Reference data lifecycle

Reference data is relatively easy to govern because it concerns predictable data. Very often, the code sets are related to assets in the Business Glossary application..

Typically, managing reference data in Collibra Data Intelligence Cloud consists of the following phases:

Phase

Description

1. Creation

Gather all existing reference data content, analyze it and enter the relevant parts in Collibra Data Intelligence Cloud as Code Set and Code Value assets. We recommend that you use a specific Codelist domain for each code set.

Tip You can create the assets manually, but usually it is easier to use the import functionality to enter thousands of assets in one go.

To fully describe the code set, you can create relations between the Code Set and Code Value assets on the one hand, and other relevant assets on the other:

Relation type

Head assets

Tail assets

Description

Code Value is part of / contains Code Set

Code Value assets

Code Set asset

Relations of this type link the Code Value assets to the corresponding Code Set asset.

Business Term has code / is code for Code Value

Business Term asset

Code Value asset

Relations of this type link Business Term assets to Code Value assets to provide more information about the meaning of the Code Value asset.

Data Element allowed value set / applies to Code Set

Column asset

Code Set asset

Relations of this type describe which code set is used to restrict the possible values of a column.

Data Element allowed value / allowed value for Code Value

Column asset

Code Value asset

Relations of this type describe the actual code values that are used in a column.

The outcome consists of Code Set and Code Value assets, organized in different Codelist domains. The assets can have relations to other assets and still have the Candidate status.

2. Completion

Create responsibilities by assigning users or user groups to roles for the respective Codelist domains:

  • The DataStewards improve the bulk import, and make it ready for review. They also have the final say in the approval process.
  • Subject Matter Experts review the correctness of the assets.
  • The Stakeholders comments on the assets and validate the correctness.

Use the Approval and Simple Approval workflows to update and approve the Code Set and Code Value assets.

The outcome consists of Code Set and Code Value assets with the Approved status.

3. Mapping

The DataStewards map code values and crosswalks between corresponding Code Value assets.

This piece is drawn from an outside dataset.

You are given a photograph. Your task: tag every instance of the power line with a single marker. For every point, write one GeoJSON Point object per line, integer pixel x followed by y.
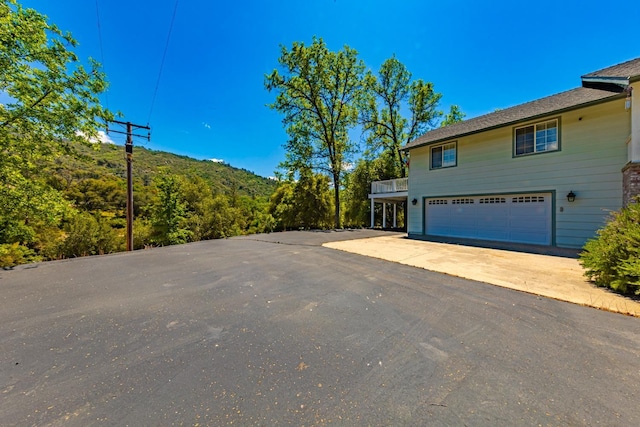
{"type": "Point", "coordinates": [104, 69]}
{"type": "Point", "coordinates": [166, 47]}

A Crosswalk asset may have additional attributes to describe the transformation logic. Often, this transformation logic is hidden or implicit.

The Crosswalk assets originally also have the Candidate status, so they should also be reviewed and approved via the Approval and Simple Approval workflows.

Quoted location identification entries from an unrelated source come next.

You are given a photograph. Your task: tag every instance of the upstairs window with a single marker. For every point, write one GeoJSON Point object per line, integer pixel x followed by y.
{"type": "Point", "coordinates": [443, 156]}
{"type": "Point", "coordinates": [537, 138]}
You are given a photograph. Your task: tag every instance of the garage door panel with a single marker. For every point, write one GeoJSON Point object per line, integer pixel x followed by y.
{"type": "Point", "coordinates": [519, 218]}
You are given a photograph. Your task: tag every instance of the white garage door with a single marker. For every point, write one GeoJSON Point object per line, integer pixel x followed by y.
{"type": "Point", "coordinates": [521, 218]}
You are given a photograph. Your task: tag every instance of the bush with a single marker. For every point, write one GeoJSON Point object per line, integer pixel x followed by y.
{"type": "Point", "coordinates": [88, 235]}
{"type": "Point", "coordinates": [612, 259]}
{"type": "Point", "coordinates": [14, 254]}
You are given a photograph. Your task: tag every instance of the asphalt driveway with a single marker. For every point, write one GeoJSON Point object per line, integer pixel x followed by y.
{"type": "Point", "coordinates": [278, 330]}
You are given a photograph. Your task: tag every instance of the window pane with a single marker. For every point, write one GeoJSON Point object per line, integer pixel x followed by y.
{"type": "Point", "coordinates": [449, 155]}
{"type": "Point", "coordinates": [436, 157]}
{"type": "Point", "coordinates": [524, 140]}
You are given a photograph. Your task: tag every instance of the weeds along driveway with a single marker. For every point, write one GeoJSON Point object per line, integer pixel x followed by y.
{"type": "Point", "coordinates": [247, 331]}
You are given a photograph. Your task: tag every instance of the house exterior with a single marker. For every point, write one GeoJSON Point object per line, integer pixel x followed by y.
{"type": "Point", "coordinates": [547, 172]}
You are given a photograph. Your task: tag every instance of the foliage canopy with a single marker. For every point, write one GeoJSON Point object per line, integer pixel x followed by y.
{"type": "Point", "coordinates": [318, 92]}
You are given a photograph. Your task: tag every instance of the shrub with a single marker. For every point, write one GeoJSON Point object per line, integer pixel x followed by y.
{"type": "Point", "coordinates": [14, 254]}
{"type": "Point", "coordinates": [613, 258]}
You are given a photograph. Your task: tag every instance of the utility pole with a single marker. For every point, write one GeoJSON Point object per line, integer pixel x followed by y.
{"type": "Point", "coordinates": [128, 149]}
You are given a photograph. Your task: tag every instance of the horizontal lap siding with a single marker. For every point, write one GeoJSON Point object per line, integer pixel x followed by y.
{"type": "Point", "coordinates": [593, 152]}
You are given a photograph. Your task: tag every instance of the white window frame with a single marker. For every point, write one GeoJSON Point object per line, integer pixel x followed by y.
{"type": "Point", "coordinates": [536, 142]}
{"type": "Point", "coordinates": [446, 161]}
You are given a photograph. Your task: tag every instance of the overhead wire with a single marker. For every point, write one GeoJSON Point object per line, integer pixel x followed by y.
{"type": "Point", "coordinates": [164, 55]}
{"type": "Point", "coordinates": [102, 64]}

4. Publication and traceability

Once you have created the required assets and added the required relations, you can use diagrams to trace the lineage.

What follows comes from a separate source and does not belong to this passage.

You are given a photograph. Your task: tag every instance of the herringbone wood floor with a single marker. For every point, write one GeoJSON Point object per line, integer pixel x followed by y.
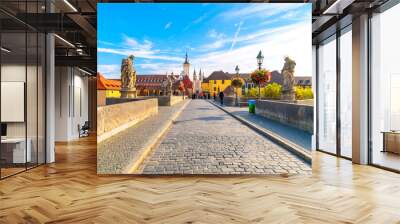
{"type": "Point", "coordinates": [69, 191]}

The approved code values can also be provided to the business users in different ways:

  • You can export them in XLSX or CSV format.
  • The Collibra API also offers ways to push approved assets to external applications. You can configure this to take place regularly via custom workflows.

To indicate that the code sets are published, you can create a new status, for example Published.

5. Use and maintain

Finally, the business users use the published code sets in their own applications, for example in reporting software.

Typically, there will be inconsistencies or incompleteness in the code sets. These issues can be reported, which starts a workflow to fix the issue.